# IMT exchanging driving license



## Justin123 (Nov 30, 2020)

I just emailed IMT with my documents to exchange my UK license and got an automated acknowledgement. Has anyone else changed their driving license this way? Does the email route actually work or should I be physically going to an IMT office??


----------



## Dr Gillis (Dec 4, 2020)

Hi Yes it does. My husband and I started the process a few weeks ago and he has an appointment today. Good luck,



Justin123 said:


> I just emailed IMT with my documents to exchange my UK license and got an automated acknowledgement. Has anyone else changed their driving license this way? Does the email route actually work or should I be physically going to an IMT office??


----------



## RainbowMan (May 30, 2018)

Justin123 said:


> I just emailed IMT with my documents to exchange my UK license and got an automated acknowledgement. Has anyone else changed their driving license this way? Does the email route actually work or should I be physically going to an IMT office??

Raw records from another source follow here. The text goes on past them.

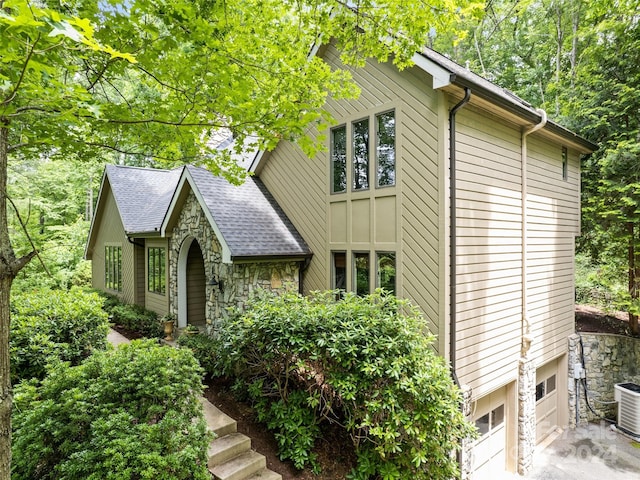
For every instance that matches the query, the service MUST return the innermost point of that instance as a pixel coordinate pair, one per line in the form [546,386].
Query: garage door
[546,400]
[489,450]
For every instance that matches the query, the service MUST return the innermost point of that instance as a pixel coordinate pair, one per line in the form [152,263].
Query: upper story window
[386,149]
[339,159]
[113,268]
[386,267]
[156,282]
[372,138]
[361,154]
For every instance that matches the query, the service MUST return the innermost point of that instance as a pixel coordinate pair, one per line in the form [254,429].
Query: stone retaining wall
[609,359]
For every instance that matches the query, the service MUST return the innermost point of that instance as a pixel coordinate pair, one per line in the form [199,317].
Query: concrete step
[241,467]
[219,422]
[265,475]
[225,448]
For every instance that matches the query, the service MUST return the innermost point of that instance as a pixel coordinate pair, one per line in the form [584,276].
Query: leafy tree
[154,79]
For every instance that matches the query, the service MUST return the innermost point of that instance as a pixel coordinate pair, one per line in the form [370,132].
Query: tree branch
[14,92]
[20,263]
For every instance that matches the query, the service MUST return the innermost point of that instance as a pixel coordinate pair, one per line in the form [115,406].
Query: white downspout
[527,338]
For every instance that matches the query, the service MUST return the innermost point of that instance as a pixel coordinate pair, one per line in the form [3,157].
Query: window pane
[539,391]
[339,270]
[339,159]
[482,424]
[551,384]
[361,154]
[387,271]
[497,416]
[361,277]
[386,148]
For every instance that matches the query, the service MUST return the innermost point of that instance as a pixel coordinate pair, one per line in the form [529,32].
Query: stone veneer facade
[609,359]
[526,414]
[240,279]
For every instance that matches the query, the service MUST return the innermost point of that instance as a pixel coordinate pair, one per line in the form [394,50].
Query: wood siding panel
[153,301]
[489,263]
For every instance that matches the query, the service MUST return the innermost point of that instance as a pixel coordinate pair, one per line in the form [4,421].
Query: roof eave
[293,257]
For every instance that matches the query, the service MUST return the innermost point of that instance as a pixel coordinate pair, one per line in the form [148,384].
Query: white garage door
[546,400]
[489,450]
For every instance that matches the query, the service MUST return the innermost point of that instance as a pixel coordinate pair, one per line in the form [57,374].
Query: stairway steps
[223,449]
[219,422]
[265,475]
[241,467]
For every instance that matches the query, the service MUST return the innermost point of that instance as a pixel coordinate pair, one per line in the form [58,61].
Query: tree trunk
[9,268]
[634,271]
[6,279]
[6,397]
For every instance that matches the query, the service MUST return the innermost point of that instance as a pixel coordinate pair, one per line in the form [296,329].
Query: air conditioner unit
[628,397]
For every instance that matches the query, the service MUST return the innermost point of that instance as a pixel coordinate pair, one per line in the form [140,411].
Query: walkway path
[230,454]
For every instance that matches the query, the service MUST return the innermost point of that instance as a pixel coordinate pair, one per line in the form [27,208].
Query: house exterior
[464,199]
[435,184]
[187,243]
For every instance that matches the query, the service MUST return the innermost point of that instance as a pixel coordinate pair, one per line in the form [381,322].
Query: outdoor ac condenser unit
[628,397]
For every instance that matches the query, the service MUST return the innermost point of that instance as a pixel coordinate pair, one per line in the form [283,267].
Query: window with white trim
[371,156]
[156,266]
[113,268]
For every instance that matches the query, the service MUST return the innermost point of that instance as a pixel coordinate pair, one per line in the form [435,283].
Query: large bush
[132,413]
[137,319]
[366,362]
[52,325]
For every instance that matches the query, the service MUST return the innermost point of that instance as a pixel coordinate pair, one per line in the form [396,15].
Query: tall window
[386,149]
[361,273]
[113,268]
[156,282]
[339,159]
[361,154]
[358,166]
[386,265]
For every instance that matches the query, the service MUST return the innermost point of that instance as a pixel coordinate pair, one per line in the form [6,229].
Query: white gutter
[527,338]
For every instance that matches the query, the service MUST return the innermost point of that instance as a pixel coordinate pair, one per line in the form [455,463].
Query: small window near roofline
[339,159]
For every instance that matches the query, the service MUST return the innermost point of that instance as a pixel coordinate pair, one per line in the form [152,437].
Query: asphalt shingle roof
[143,195]
[249,218]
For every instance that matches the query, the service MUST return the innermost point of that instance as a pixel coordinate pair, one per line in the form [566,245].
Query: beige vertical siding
[154,301]
[328,222]
[110,231]
[489,225]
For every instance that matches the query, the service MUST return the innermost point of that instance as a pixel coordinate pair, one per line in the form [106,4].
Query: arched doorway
[192,285]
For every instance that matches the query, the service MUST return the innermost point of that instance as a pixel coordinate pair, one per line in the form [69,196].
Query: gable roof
[439,67]
[246,218]
[446,73]
[142,196]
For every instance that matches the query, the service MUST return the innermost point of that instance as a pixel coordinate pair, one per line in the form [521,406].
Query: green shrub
[204,349]
[132,413]
[138,319]
[365,362]
[53,325]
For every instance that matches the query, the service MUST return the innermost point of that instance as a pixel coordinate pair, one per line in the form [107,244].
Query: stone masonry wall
[239,279]
[526,414]
[609,359]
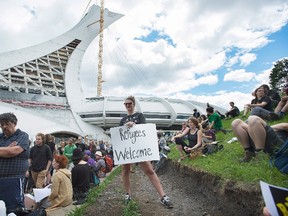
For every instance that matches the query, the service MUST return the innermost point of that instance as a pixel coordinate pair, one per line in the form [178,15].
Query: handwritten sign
[276,199]
[136,144]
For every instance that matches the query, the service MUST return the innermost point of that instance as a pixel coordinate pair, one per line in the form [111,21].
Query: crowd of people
[69,170]
[72,167]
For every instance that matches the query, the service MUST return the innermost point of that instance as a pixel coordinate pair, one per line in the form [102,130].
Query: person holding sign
[130,120]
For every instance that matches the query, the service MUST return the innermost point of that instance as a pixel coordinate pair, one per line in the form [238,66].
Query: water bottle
[234,139]
[2,208]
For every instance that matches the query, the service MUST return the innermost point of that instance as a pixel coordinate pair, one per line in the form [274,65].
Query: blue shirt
[18,165]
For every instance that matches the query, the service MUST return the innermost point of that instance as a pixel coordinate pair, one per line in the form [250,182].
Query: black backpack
[280,159]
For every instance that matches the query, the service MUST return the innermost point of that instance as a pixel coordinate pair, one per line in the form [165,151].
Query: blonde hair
[132,98]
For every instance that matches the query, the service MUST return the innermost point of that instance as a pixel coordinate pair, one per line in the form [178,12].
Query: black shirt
[137,118]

Yes I have completed the online process. I started 1st Oct and 2 weeks later a request came for the €30 which I paid via my Pt bank account. About another 2 weeks later I was given an appointment for the biometrics at Faro IMT, 2 more weeks the temp licence came through the post with a request to send my actual UK licence to Porto then 2 weeks later I received my new plastic licence recorded delivery mail. Less than 8 weeks in total. Not everybody is having the same experience mind.


----------